Please also note that I'm paying more attention to my oven setting - your oven may well vary!
Prep time: 10 minutes [add another 2 hours if you need to defrost the pastry first]
Cook time: 45 minutes
Note: I usually like a nice dollop of whipped cream on a nice warm slice of pie. This time we tried some crème fraîche since we had some left over from the salmon. I'm not sure I'd do that again - it just didn't taste right.
1 roll of shortcrust (Jus-Rol pastry is perfect)

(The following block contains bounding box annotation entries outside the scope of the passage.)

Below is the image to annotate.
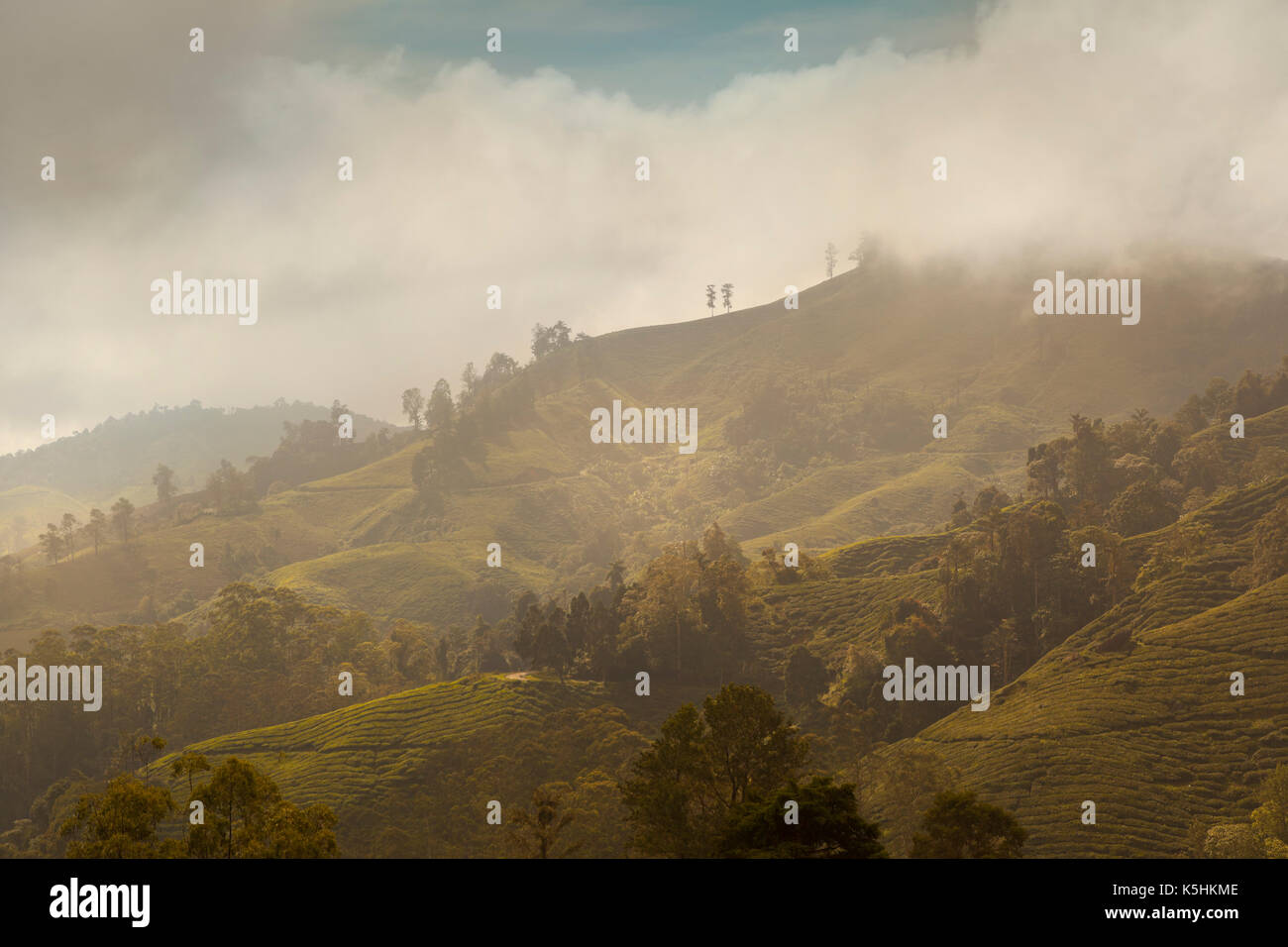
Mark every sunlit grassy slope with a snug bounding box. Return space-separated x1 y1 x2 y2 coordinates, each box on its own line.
0 256 1288 644
881 476 1288 857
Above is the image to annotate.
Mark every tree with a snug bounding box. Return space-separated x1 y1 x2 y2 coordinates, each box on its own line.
456 362 482 414
483 352 519 386
85 506 107 556
170 751 210 801
510 783 580 858
188 758 339 858
403 386 424 430
621 684 808 857
783 644 831 707
59 773 175 858
425 378 456 434
40 523 63 563
718 776 886 858
112 496 134 543
61 513 80 559
912 791 1027 858
532 320 572 361
152 464 179 502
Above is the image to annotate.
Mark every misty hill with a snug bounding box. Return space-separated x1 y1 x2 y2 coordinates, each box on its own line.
0 399 394 552
7 250 1288 652
879 476 1288 857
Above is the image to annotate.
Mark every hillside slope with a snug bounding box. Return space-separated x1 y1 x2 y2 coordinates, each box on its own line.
881 476 1288 857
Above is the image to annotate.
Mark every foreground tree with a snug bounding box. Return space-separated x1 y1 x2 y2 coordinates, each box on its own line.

2 cups shelled pecans (300 grams)
2 eggs, slightly beaten
1 cup golden syrup (corn syrup in the US)
1/4 cup brown sugar
1 tbsp treacle (molasses
in the US)
2 tbsp melted butter
2 tbsp flour
1/4 teaspoon salt
1 teaspoon vanilla
1 teaspoon brandy (optional)
Let the pastry sit at room temperature for 2 hours to defrost.
When the pastry is ready, preheat the oven to 180°C.
Roll out the shortcrust and place it into the pie plate, nicely finishing the edges.
Dump the pecans into the plate. [I don't bother to chop the pecans.]
3. Make the filling
In a large bowl, stir together all remaining ingredients. Pour the mixture over the pecans.
Bake for 20 minutes. Remove from oven and place tin foil over the top of the pie to discourage burning the top edge of the pastry and the tops of the pecans on the pie surface. Return to oven and bake another 20-25 minutes.
5. Allow to cool for at least 30 minutes (to set the filling). Serve with vanilla ice cream. Enjoy!